The Monetary Policy Committee (MPC) of the Bank of Ghana (BoG) has responded swiftly to recent economic challenges by increasing the policy rate by 250 basis points to 17 percent in its 105th regular meetings.
The Bank of Ghana cited the combination of tighter global financing conditions, sharp pressures on the exchange rate, and elevated inflation as posing some policy challenges to the outlook, hence the decision to hike the policy rate.
According to the Bank of Ghana, the Sovereign credit rating downgrades of Ghana by Fitch and Moody’s led to widened yield spreads on both cedi-denominated Government of Ghana bonds and the country’s Eurobonds. The Committee stated in its statement that these downgrades reflect market and investor concerns about fiscal and debt sustainability.
“Consequently, the Ghana Cedi has come under severe pressure as offshore investors exited positions in domestic securities at a time when domestic demand for forex has increased, reflecting both real and speculative demand. This has caused the exchange rate to overshoot its long-term trend. The strengthening of the US dollar, liquidity pressures, uncertainties regarding budget implementation, portfolio reversals by non-residents and some speculative pressures are key contributory factors”.
Bank of Ghana
Headline inflation rose sharply to 15.7 percent in February 2022, and both headline and core inflation are significantly above the upper limit of medium-term target band. BoG stated that the uncertainty surrounding price developments and its impact on economic activity is weighing down business and consumer confidence.
Meanwhile BoG warned that the risks in the outlook for inflation are on the upside and include petroleum price adjustments and transportation costs, and exchange rate depreciation. The Bank’s latest forecast still depicts an elevated inflation profile in the near term, with inflation falling within the medium-term target band within a year.
Fiscal policy under strain
On the fiscals, BoG stated that fiscal policy implementation has come under strain, reflecting embedded rigidities in the fiscal framework which will require extensive structural reforms to free fiscal space to restore both fiscal and debt sustainability.
“Revenue performance has been slow to align with projections, while expenditure remains rigid downwards despite the strong efforts to cut expenditure by 20 percent as announced by the Government. The above have resulted in financing constraints which would have to be resolved very swiftly to ensure the announced fiscal consolidation path is achieved”.
Bank of Ghana
Nonetheless, the MPC expressed optimism that ongoing discussions will lead to very decisive policy reforms that will address underlying fiscal mismatches and restore some calm in the markets. This, together with the monetary policy decision and additional measures, should help re-anchor inflation expectations, BoG assured.
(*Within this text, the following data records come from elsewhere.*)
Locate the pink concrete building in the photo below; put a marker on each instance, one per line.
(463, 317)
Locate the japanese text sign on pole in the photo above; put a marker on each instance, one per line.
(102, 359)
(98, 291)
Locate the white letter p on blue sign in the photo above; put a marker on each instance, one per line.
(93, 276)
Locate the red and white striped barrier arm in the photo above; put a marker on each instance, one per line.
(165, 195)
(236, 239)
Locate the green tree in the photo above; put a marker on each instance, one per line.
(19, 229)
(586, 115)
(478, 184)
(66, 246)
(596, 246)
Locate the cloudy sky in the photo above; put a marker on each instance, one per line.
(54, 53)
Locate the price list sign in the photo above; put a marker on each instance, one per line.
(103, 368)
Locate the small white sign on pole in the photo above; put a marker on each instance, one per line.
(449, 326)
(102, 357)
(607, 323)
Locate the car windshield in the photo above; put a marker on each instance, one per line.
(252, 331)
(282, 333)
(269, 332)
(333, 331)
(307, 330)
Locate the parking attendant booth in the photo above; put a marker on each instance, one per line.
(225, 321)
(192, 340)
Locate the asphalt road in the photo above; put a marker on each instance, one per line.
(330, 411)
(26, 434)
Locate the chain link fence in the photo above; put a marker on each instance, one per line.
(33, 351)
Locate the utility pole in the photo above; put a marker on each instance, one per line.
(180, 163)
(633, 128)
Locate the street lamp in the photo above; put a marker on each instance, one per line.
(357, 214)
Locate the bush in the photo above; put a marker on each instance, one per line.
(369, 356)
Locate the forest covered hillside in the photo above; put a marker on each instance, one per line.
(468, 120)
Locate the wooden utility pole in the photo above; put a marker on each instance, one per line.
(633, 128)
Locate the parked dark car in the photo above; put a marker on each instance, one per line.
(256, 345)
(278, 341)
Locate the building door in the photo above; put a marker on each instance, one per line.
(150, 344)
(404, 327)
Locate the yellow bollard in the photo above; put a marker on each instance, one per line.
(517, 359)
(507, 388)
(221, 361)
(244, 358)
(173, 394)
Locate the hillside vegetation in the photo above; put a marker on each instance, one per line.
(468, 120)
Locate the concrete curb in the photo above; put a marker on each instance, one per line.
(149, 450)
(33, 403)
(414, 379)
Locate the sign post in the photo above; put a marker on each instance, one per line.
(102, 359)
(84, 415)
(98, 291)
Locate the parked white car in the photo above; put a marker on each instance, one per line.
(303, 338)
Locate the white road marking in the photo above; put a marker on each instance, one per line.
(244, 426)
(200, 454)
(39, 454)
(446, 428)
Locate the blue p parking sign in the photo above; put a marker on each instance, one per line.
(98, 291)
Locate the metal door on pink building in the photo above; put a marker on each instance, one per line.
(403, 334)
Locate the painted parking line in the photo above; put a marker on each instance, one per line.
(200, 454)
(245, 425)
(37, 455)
Banking sector remains strong
Per the Committee’s assessments, the banking sector’s performance remains strong, with sustained growth in total assets, investments and deposits. Key financial soundness indicators such as profitability, liquidity and solvency remain healthy. Asset quality improved slightly, although there are upside risks to the outlook, requiring continued monitoring to address early signs of stress within the sector, BoG stated. The Committee further highlighted that the steady increase in private sector credit growth has continued with positive growth implications.
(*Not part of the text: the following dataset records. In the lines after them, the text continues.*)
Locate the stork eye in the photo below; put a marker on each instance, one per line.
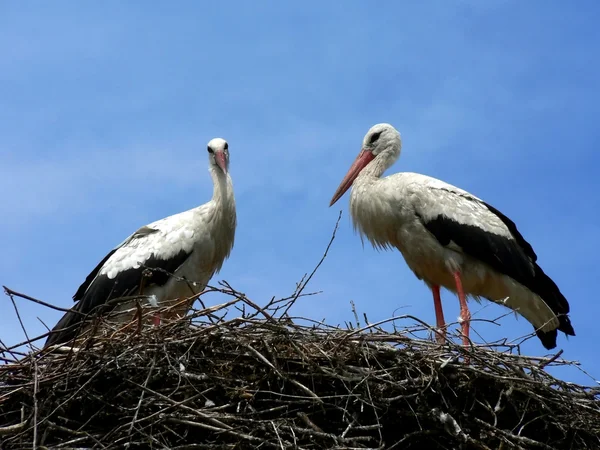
(374, 137)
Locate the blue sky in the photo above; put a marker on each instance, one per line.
(107, 108)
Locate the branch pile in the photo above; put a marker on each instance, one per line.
(266, 380)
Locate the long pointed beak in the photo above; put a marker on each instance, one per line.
(220, 159)
(363, 158)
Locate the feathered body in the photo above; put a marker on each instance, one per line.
(443, 231)
(166, 261)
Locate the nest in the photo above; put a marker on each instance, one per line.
(259, 380)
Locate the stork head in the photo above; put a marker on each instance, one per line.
(218, 154)
(381, 145)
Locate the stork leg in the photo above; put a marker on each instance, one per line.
(465, 314)
(439, 315)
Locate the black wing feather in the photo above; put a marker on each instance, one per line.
(512, 257)
(96, 292)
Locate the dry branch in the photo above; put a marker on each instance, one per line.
(263, 380)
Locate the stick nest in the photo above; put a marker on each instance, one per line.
(261, 381)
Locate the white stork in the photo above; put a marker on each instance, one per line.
(169, 259)
(450, 238)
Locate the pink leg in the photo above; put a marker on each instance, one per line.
(439, 315)
(465, 315)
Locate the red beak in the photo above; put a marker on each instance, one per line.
(363, 158)
(220, 159)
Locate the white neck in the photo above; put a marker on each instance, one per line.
(222, 188)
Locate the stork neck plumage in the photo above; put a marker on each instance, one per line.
(222, 189)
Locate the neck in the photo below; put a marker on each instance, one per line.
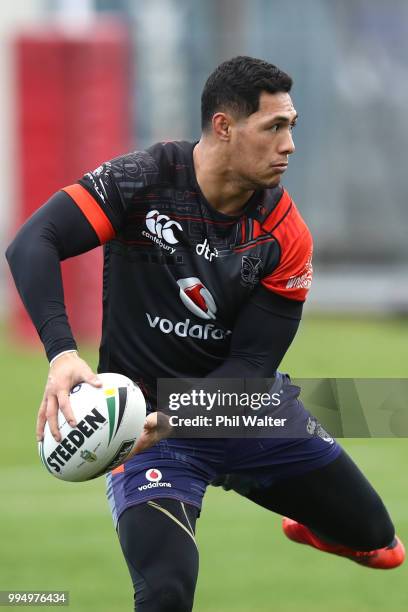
(215, 178)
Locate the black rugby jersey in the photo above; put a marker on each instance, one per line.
(177, 271)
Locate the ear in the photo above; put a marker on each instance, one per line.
(221, 123)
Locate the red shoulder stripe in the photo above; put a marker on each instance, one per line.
(92, 211)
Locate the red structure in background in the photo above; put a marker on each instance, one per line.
(73, 112)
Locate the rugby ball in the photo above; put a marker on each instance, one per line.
(109, 421)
On the international front, the Committee stated that the global economy has entered a period of profound uncertainty and fragility. This is because the Russia-Ukraine war has introduced new uncertainties which have complicated the outlook and aggravated the COVID-related supply bottlenecks, elevated inflation expectations, and triggered higher crude oil prices, compounding the already high global inflationary pressures.
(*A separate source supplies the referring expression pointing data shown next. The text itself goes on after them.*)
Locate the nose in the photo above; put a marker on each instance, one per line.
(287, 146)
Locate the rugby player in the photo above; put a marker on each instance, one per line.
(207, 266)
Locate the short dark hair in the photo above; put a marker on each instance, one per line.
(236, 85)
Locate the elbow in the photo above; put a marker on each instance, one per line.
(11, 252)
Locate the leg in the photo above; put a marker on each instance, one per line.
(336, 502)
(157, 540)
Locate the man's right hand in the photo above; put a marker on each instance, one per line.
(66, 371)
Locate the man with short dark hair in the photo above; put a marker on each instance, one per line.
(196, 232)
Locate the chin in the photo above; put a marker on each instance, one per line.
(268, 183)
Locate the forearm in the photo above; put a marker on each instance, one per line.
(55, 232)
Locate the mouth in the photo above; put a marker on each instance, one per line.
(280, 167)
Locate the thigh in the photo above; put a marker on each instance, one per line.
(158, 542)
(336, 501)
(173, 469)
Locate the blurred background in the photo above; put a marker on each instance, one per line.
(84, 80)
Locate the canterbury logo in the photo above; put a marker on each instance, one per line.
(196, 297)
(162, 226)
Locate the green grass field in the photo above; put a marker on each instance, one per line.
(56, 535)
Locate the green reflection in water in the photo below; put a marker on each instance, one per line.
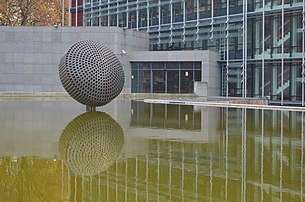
(90, 143)
(256, 155)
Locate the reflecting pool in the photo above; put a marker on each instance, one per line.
(52, 150)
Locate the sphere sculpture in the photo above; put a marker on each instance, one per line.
(91, 143)
(91, 73)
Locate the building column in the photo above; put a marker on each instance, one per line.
(274, 81)
(293, 82)
(256, 82)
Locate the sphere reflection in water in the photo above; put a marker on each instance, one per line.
(90, 143)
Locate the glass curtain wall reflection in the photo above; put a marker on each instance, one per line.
(165, 77)
(257, 155)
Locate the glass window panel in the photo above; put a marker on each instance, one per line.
(142, 18)
(186, 65)
(132, 17)
(154, 16)
(173, 81)
(144, 81)
(165, 14)
(197, 75)
(186, 81)
(172, 65)
(197, 65)
(144, 65)
(134, 81)
(191, 10)
(178, 12)
(158, 81)
(158, 65)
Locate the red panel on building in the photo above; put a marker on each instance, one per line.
(79, 3)
(79, 19)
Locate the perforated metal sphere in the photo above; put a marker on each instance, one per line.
(91, 73)
(91, 143)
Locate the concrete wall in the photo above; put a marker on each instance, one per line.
(29, 56)
(211, 74)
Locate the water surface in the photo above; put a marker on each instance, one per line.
(133, 151)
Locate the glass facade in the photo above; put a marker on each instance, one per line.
(164, 77)
(260, 42)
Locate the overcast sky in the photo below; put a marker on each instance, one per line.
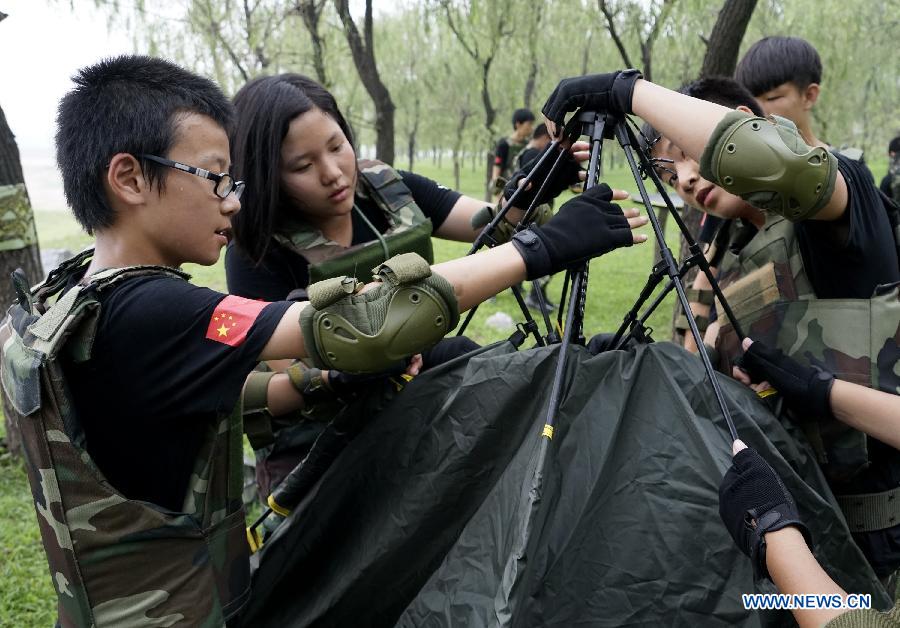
(42, 44)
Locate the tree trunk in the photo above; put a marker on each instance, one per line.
(364, 59)
(691, 218)
(27, 257)
(720, 60)
(725, 38)
(529, 85)
(411, 136)
(311, 12)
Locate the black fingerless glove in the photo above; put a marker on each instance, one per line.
(565, 176)
(805, 388)
(753, 501)
(586, 226)
(603, 93)
(341, 386)
(347, 385)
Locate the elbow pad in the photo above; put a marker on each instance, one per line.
(769, 165)
(371, 332)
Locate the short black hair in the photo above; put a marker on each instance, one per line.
(522, 115)
(265, 108)
(127, 104)
(773, 61)
(894, 146)
(721, 90)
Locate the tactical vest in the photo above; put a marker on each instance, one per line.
(856, 339)
(115, 561)
(894, 173)
(409, 229)
(515, 147)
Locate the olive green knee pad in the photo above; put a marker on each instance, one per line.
(410, 311)
(769, 165)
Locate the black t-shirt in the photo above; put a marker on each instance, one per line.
(156, 381)
(526, 156)
(282, 271)
(886, 185)
(849, 257)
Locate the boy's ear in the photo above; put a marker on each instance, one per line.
(811, 93)
(125, 179)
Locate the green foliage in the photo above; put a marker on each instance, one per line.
(26, 592)
(434, 81)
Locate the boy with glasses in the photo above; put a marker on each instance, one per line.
(129, 384)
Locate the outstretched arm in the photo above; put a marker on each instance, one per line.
(760, 514)
(782, 174)
(809, 390)
(587, 226)
(690, 123)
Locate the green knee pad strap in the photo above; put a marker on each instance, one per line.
(769, 165)
(410, 311)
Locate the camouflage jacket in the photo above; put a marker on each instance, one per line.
(856, 339)
(409, 229)
(115, 561)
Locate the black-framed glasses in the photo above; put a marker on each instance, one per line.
(225, 183)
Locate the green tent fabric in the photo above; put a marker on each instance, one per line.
(447, 511)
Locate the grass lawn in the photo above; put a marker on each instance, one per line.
(26, 594)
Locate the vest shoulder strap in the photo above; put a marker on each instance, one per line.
(385, 185)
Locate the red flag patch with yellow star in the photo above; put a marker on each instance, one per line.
(232, 319)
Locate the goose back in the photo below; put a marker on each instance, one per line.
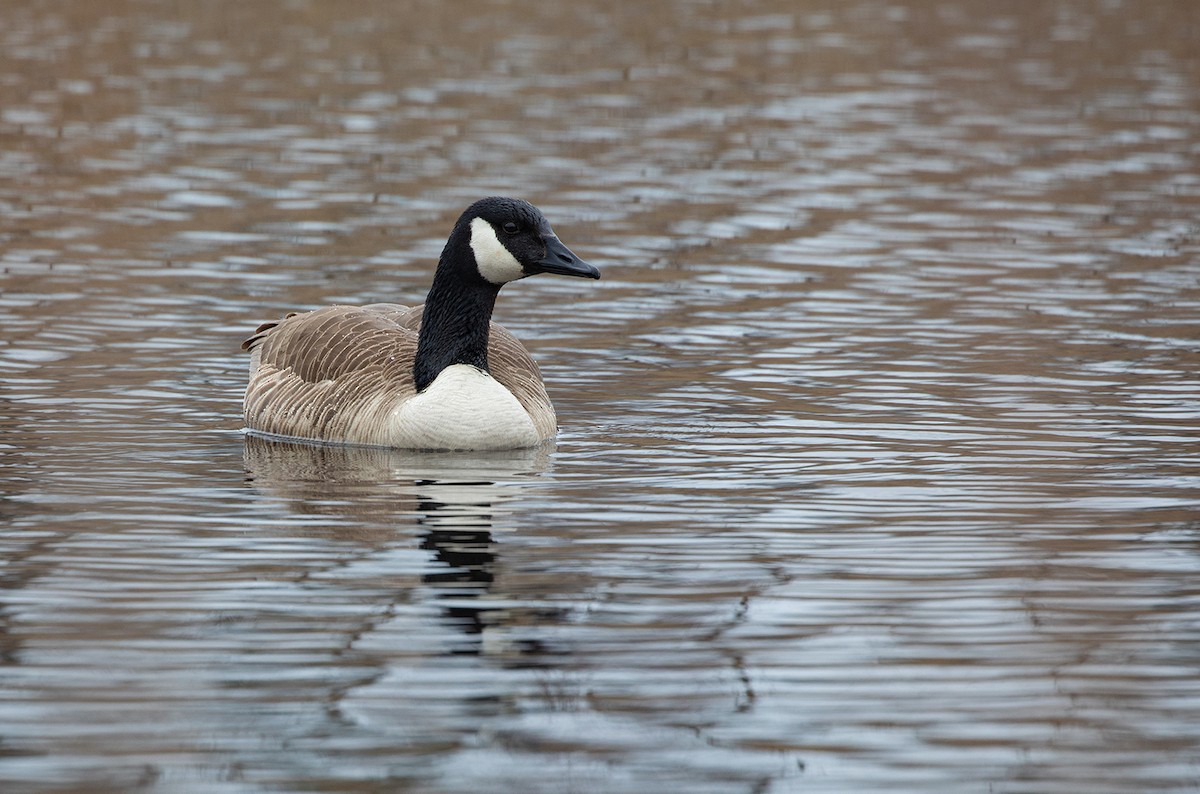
(341, 373)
The Bank of Ghana stated that global financing conditions have tightened as key central banks raised policy rates to counter rising inflation. The combined effect of these developments could lead to further downgrades in global growth projections, increase investor uncertainty, and lead to capital outflows from emerging and frontier economies with weak fundamentals and could have severe exchange rate implications, the Bank of Ghana warned.